Hall et al in the Journal of Sports Medicine ?Echinacea purpurea and mucosal immunity' 2007 discovered Echinacea may lessen the mucosal immune suppression known to occur with intense exercise and reduce the duration of Upper Respiratory Tract Infection that subjects incur.
A study conducted by Schoop et al in Clinical Theraputics ?Echinacea in the prevention of induced rhinovirus colds: a meta-analysis' 2006 discovered standardized extracts of Echinacea were effective in the prevention of symptoms of the common cold after clinical inoculation, compared with placebo.
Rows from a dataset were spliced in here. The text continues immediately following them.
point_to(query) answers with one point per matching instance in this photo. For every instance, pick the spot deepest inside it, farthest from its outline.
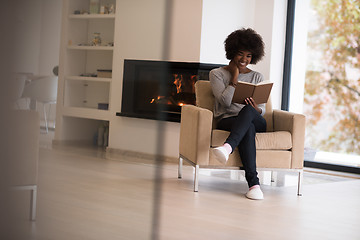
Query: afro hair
(245, 40)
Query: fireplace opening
(158, 89)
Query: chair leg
(46, 125)
(196, 180)
(33, 203)
(180, 167)
(300, 178)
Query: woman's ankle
(255, 186)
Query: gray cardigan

But added, further prospective, appropriately powered clinical studies are required to confirm this finding.
Shah et al in their ?Evaluation of Echinacea for the prevention and treatment of the common cold: a meta-analysis' 2007 agree that published evidence supports Echinacea's benefit in decreasing the incidence and duration of the common cold.
Interestingly, Barrett et al conducted a study titled ?Placebo effects and the common cold: a randomized controlled trial' 2011 and concluded that participants randomized to the no-pill group tended to have longer and more severe illnesses than those who received pills. For the subgroup who believed in echinacea and received pills, illnesses were substantively shorter and less severe,regardless of whether the pills contained echinacea. These findings support the general idea that beliefs and feelings about treatments may be important and perhaps should be taken into consideration when making medical decisions.